分野別関税撤廃は、産業分野を特定してフォーミュラ適用による関税引き下げを超える関税撤廃・関税率の調和を行おうとするものであり、現在、電気・電子や化学等、14の分野が提案されている。分野別関税撤廃の成立要件としては、各分野における世界貿易の主要割合(クリティカルマス)を占める加盟国が参加することとされているため、参加国を増やすべく、各分野の主導国を中心にアウトリーチ活動が行われている。我が国は、電気電子及び自動車・自動車関連部品の分野別関税撤廃の議論を主導している。

なお、分野別関税撤廃について第4次改訂議長テキストでは、モダリティ合意後に参加の条件等について具体的に交渉することとされているが、加盟国間の立場の違いを踏まえ、交渉にかかる予見可能性を高める観点から、モダリティ合意時に交渉への参加国と参加する分野を明示する案と、モダリティ合意時には交渉参加国が具体的にどの分野の交渉に参加するかを明示しない案の2案が提示されている。また、分野別関税撤廃への参加は交渉全体の成果にかかるバランスを取る観点から重要であるとの主張と、香港閣僚宣言に基づき分野別関税撤廃への参加は非義務的なものであるべきとの主張とが対立しており、現時点ではクリティカルマスが成立している分野別関税撤廃提案はまだない。

前述のように、2010年に我が国がバスケット・アプローチの考えを提案し、分野毎に、参加を予断しない形で、野心の水準は維持しつつ製品分野毎に各国の輸出関心やセンシティビティに配慮し、より柔軟な条件設定を行うことでクリティカルマス達成を目指すべく、実務レベルでのバイ・マルチの議論が進められた。

非関税障壁

非関税障壁(NTB:Non Tariff Barrier)とは、技術規格、表示義務、輸入規制その他関税によらない貿易障壁を指し、テーマ・分野毎に提案国が主導し、その撤廃に向け議論が行われている。
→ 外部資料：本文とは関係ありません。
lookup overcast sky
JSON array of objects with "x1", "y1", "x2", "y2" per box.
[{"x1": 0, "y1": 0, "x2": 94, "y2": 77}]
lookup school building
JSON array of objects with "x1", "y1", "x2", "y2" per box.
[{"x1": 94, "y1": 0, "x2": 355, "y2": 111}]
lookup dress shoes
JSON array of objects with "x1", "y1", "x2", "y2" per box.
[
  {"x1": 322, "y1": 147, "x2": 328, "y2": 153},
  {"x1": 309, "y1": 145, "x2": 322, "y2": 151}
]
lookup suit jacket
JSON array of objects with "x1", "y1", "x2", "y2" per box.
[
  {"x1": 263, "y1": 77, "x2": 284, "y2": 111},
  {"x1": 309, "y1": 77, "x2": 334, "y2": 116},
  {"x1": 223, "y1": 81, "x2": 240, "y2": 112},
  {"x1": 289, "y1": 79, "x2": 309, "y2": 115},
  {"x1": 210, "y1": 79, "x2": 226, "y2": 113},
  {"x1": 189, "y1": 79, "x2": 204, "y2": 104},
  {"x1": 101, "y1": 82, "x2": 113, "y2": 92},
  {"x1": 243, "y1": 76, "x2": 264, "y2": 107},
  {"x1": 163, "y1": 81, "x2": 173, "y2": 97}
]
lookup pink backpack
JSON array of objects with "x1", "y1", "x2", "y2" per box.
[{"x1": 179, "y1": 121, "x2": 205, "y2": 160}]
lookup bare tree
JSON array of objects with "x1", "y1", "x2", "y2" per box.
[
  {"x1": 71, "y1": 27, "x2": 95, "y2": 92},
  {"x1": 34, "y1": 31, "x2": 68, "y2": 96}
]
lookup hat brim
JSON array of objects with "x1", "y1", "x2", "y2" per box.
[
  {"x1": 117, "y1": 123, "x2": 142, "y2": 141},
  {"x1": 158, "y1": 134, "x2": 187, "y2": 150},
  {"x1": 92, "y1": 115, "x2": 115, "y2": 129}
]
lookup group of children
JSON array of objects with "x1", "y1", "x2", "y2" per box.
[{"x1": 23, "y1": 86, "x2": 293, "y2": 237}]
2008年12月のNAMA交渉議長テキストでは、非関税障壁に関し、13の提案が附属書に記載されている。これらの提案は、大きく分けて電気電子、自動車、繊維等の個別分野に係る国内規制や認証制度の調和志向、透明性の強化等を提案する「分野別」の提案と、NTB解消に向けた二国間の協議を促進するための手続き等を定める提案などの「水平的」な提案が含まれている。我が国も、希少資源等の輸出規制措置の透明性向上(加盟国への通報義務の新設等)に係る水平的提案を主導しているほか、再製造品に係る輸入規制等の解消に向けた分野別提案に参加している。

2009年9月からは非関税障壁を議論の中心としたNAMA交渉会合が定期的に開催され、各分野を横断的に扱おうとする新しい提案の提出や、優先検討事項とされたものを中心に各国から修正提案が示されるなど、実務レベルで提案内容の議論が行われてきた。

2010年末からは、優先検討事項とされた提案の一部について、各国からの修正提案の内容を統合したテキスト案を作成すべく、議長主催で10か国程度の少数国で構成されるコンサルテーションが行われており、各国間の意見の収斂と論点の整理が進められている。

2011年は、コンサルテーションの結果を受けて透明性提案や繊維ラベリング提案に関して集中的に議論が進められた。

2012年は、1月末のWTO非公式閣僚会合を受けて、技術的な作業の進め方について議論が行われた。

なお、我が国が主導する輸出規制透明性強化提案については、各国への参加働きかけを精力的に行っており、2008年4月に米国、7月に台湾、2009年3月に韓国、2010年2月にウクライナ、7月にコスタリカ、9月にチリが共同提案国として参加。引き続き、各国からの支持を拡大すべく二国間での協議が進められた。